Kepala Dinas Perdagangan, Perindustrian, Koperasi, dan UKM Kota Baubau, Suarmawati, mengungkapkan bahwa persiapan penataan dan relokasi Pasar Wameo telah dilakukan sejak Rabu 11 Februari 2026 .
Puncaknya, Yusran Fahim bersama Wakil Wali Kota Baubau Wa Ode Hamsinah Bolu, Sekda Kota Baubau La Ode Darus Salam, serta jajaran kepala OPD meninjau langsung kondisi lapangan pada Minggu 16 Februari. Peninjauan tersebut menjadi langkah awal persiapan relokasi pedagang dari luar daerah yang kerap menggelar pasar tumpah.
Menurut Suarmawati, penataan Pasar Wameo menyasar sejumlah poin krusial yang selama ini menjadi penyebab kemacetan dan ketidakteraturan di kawasan pasar. Salah satunya relokasi pedagang pasar tumpah yang berjualan di bahu jalan agar tidak lagi mengganggu arus lalu lintas.
Selain itu, optimalisasi los juga menjadi perhatian. Berdasarkan hasil diskusi dengan pemerintah, para pedagang sepakat untuk kembali menempati los-los yang telah dimiliki sebelumnya.

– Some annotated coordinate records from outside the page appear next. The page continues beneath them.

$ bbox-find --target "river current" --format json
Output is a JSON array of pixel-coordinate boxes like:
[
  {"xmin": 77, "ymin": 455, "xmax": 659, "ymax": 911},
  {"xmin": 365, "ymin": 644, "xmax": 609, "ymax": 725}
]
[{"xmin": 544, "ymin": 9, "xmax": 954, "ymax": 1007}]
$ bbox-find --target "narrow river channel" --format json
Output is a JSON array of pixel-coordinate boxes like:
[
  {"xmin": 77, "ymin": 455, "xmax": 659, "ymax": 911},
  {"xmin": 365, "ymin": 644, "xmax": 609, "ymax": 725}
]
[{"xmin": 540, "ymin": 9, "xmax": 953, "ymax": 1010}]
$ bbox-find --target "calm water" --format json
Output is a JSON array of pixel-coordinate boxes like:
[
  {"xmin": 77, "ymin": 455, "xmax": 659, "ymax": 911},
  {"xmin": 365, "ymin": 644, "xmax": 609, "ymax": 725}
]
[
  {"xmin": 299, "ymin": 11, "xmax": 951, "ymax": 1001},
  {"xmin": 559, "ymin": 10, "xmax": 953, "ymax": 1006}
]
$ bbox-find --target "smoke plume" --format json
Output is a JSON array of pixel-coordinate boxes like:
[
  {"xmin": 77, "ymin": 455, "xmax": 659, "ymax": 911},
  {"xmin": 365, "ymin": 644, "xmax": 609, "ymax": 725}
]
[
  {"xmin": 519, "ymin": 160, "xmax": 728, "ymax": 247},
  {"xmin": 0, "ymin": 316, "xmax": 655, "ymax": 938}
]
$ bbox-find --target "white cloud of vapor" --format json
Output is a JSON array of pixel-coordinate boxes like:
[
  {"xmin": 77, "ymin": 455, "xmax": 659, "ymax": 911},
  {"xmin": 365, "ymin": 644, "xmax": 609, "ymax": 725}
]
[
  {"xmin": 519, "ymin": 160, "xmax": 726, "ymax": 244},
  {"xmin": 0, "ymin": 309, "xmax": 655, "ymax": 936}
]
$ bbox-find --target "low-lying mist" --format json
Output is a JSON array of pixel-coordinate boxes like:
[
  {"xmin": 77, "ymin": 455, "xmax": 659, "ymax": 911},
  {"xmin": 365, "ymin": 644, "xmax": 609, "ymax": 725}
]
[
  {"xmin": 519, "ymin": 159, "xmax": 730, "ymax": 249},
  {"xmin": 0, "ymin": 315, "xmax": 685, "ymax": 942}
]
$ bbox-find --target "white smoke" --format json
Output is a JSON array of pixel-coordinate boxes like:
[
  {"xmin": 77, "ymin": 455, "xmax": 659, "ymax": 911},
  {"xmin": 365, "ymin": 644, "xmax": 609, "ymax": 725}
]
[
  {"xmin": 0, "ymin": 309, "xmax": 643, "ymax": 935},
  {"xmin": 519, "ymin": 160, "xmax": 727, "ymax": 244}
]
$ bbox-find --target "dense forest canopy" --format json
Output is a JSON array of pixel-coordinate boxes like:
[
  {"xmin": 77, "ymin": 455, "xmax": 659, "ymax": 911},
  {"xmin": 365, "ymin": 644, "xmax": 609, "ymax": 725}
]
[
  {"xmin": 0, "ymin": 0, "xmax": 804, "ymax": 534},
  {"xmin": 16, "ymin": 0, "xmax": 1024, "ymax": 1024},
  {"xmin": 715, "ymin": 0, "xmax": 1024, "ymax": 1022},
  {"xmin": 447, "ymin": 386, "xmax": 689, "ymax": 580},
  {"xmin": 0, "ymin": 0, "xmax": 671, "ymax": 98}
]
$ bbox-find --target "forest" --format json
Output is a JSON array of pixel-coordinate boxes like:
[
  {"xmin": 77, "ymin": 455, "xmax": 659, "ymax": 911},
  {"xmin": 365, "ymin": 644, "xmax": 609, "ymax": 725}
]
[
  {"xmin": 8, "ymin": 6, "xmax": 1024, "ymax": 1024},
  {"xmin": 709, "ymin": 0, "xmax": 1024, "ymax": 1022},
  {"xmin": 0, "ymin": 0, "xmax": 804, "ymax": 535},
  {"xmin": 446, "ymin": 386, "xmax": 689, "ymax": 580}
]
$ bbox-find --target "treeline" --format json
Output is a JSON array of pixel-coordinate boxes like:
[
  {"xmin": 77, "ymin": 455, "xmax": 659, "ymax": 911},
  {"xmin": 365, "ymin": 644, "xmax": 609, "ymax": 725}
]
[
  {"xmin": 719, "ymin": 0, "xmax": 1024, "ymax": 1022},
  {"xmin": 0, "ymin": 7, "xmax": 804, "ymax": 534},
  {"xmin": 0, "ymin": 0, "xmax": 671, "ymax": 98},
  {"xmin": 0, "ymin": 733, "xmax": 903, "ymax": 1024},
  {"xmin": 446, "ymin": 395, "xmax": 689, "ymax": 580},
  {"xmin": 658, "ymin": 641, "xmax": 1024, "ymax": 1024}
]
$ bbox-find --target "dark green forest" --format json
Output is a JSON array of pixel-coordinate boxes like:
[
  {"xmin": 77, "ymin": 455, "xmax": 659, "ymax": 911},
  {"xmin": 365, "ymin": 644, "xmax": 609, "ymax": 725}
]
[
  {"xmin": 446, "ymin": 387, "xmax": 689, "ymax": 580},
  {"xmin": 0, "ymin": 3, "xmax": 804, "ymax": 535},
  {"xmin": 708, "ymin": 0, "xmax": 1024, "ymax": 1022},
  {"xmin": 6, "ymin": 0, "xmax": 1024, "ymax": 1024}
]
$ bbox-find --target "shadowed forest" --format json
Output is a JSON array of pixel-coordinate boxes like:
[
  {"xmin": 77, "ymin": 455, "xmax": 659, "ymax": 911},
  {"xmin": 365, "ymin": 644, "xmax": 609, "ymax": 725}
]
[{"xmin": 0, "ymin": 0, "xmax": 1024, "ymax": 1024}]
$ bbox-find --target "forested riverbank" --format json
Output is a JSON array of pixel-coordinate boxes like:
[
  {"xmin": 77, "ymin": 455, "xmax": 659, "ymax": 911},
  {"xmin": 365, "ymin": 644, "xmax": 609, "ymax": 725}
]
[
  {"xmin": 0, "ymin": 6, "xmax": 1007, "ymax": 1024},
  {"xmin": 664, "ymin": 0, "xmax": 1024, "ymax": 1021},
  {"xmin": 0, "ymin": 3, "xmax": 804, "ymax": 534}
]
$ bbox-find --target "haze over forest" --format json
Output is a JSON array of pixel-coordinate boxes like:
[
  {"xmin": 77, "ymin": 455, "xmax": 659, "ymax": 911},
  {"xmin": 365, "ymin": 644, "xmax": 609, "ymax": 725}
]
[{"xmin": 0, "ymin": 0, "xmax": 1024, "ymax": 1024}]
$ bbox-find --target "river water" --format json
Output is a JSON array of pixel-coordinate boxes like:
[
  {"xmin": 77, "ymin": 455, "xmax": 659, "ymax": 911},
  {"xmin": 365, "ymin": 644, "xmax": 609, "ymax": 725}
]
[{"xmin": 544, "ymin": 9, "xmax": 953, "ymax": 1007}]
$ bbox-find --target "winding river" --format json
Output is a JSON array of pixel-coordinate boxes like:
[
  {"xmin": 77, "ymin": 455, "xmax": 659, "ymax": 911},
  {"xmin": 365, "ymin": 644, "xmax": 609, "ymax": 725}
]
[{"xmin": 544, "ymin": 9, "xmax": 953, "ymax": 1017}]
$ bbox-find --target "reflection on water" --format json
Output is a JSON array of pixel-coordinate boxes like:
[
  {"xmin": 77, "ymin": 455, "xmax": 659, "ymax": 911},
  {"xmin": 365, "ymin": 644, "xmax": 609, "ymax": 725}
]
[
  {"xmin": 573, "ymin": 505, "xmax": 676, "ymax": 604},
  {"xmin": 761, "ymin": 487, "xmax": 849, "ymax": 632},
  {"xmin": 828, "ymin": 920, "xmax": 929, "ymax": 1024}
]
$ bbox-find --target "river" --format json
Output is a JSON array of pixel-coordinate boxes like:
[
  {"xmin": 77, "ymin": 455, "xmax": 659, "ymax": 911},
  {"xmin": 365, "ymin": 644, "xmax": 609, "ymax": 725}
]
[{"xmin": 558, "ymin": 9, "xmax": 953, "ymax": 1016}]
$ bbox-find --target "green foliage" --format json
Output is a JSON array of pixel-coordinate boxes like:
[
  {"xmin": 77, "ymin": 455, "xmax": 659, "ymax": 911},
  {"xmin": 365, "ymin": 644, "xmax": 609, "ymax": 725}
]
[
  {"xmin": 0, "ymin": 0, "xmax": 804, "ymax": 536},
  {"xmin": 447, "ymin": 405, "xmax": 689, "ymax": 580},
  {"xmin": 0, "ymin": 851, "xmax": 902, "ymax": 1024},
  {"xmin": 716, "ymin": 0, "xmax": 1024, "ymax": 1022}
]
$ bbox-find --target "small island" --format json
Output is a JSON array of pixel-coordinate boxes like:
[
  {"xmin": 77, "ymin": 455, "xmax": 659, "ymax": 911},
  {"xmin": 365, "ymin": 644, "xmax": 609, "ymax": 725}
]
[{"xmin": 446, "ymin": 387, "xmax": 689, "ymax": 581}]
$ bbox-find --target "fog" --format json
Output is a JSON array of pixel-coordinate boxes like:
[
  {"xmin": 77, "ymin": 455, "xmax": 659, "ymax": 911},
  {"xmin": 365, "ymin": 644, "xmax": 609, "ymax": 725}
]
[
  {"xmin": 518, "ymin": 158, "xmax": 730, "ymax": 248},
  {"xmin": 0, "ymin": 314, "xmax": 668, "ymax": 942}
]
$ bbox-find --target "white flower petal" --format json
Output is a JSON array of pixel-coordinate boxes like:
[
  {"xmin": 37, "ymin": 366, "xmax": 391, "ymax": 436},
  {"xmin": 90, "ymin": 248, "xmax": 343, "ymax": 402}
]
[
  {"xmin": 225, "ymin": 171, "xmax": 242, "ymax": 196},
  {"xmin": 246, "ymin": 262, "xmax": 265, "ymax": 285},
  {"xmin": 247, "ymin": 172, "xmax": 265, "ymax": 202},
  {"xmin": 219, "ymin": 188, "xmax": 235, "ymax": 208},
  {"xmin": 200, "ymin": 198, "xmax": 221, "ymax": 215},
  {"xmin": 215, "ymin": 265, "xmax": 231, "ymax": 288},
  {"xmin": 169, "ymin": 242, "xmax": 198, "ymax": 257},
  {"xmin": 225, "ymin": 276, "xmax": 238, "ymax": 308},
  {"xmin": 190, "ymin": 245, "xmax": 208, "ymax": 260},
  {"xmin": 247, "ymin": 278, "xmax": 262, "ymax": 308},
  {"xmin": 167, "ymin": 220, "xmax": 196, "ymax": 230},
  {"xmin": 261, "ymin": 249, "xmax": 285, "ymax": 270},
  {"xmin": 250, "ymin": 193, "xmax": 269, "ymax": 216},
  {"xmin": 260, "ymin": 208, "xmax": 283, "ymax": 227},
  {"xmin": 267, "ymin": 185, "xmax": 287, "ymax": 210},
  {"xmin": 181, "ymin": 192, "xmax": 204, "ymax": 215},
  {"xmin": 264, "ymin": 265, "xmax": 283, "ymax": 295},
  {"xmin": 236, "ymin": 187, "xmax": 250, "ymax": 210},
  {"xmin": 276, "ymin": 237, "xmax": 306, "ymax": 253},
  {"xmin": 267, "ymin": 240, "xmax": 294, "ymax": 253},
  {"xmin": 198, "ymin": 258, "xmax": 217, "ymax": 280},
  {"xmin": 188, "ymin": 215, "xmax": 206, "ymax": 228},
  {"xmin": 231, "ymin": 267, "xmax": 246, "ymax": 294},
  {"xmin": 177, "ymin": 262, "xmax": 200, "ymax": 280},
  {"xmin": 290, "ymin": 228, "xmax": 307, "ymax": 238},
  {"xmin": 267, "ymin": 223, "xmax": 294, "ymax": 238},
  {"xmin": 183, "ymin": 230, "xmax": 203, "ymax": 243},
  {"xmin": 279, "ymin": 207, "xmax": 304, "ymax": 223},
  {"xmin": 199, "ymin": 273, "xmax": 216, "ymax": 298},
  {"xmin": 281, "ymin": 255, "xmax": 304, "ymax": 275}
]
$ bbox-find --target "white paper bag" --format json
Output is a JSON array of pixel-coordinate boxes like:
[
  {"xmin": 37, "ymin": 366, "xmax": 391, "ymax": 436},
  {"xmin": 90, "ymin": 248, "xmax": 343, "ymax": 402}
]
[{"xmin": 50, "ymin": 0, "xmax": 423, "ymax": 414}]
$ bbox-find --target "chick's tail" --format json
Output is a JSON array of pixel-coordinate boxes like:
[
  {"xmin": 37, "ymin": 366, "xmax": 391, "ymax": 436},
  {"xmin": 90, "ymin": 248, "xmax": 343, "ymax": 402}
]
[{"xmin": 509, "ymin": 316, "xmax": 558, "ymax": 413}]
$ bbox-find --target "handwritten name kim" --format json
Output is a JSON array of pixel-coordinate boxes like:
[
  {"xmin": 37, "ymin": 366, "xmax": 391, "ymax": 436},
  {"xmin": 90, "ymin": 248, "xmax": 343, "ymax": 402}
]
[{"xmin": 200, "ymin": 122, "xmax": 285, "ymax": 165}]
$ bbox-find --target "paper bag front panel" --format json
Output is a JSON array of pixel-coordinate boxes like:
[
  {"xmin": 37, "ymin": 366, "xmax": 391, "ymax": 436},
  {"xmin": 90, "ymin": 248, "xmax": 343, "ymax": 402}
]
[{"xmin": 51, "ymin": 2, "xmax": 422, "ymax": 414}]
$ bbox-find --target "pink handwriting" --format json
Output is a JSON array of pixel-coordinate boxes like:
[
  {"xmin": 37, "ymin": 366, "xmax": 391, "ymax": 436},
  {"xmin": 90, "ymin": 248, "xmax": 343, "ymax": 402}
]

Lebih lanjut disepakati bahwa aktivitas bongkar muat barang hanya diperbolehkan hingga pukul 07.00 WITA. Setelah itu, area parkir wajib dikosongkan dari aktivitas jual beli di atas kendaraan.
“Para pedagang mobil bahkan sudah menandatangani pakta integritas bersama petugas parkir sebagai bentuk komitmen untuk menjaga ketertiban di Pasar Wameo,” ujar Suarmawati dalam keterangan persnya, Selasa 17 Februari 2026.
Meski persiapan dinilai matang, Pemkot Baubau memutuskan melakukan penyesuaian jadwal relokasi. Rencana awal yang akan dilaksanakan dalam waktu dekat, kini dijadwalkan ulang pada Senin, 23 Maret 2026 atau pasca Idul Fitri.
Penundaan tersebut diambil dengan pertimbangan menjaga stabilitas ekonomi menjelang Ramadan.
“Kami khawatir jika dilakukan relokasi besar-besaran saat ini, akan terjadi lonjakan harga akibat gangguan distribusi. Kami ingin memastikan Ramadan berjalan kondusif sambil terus melakukan sosialisasi yang matang kepada pedagang,” imbuhnya.
Suarmawati menambahkan, penataan dan relokasi Pasar Wameo merupakan langkah awal. Pemerintah Kota Baubau berkomitmen untuk menduplikasi pola penataan tersebut ke pasar-pasar lain di wilayah Kota Baubau guna mewujudkan tata kota yang lebih tertib dan nyaman.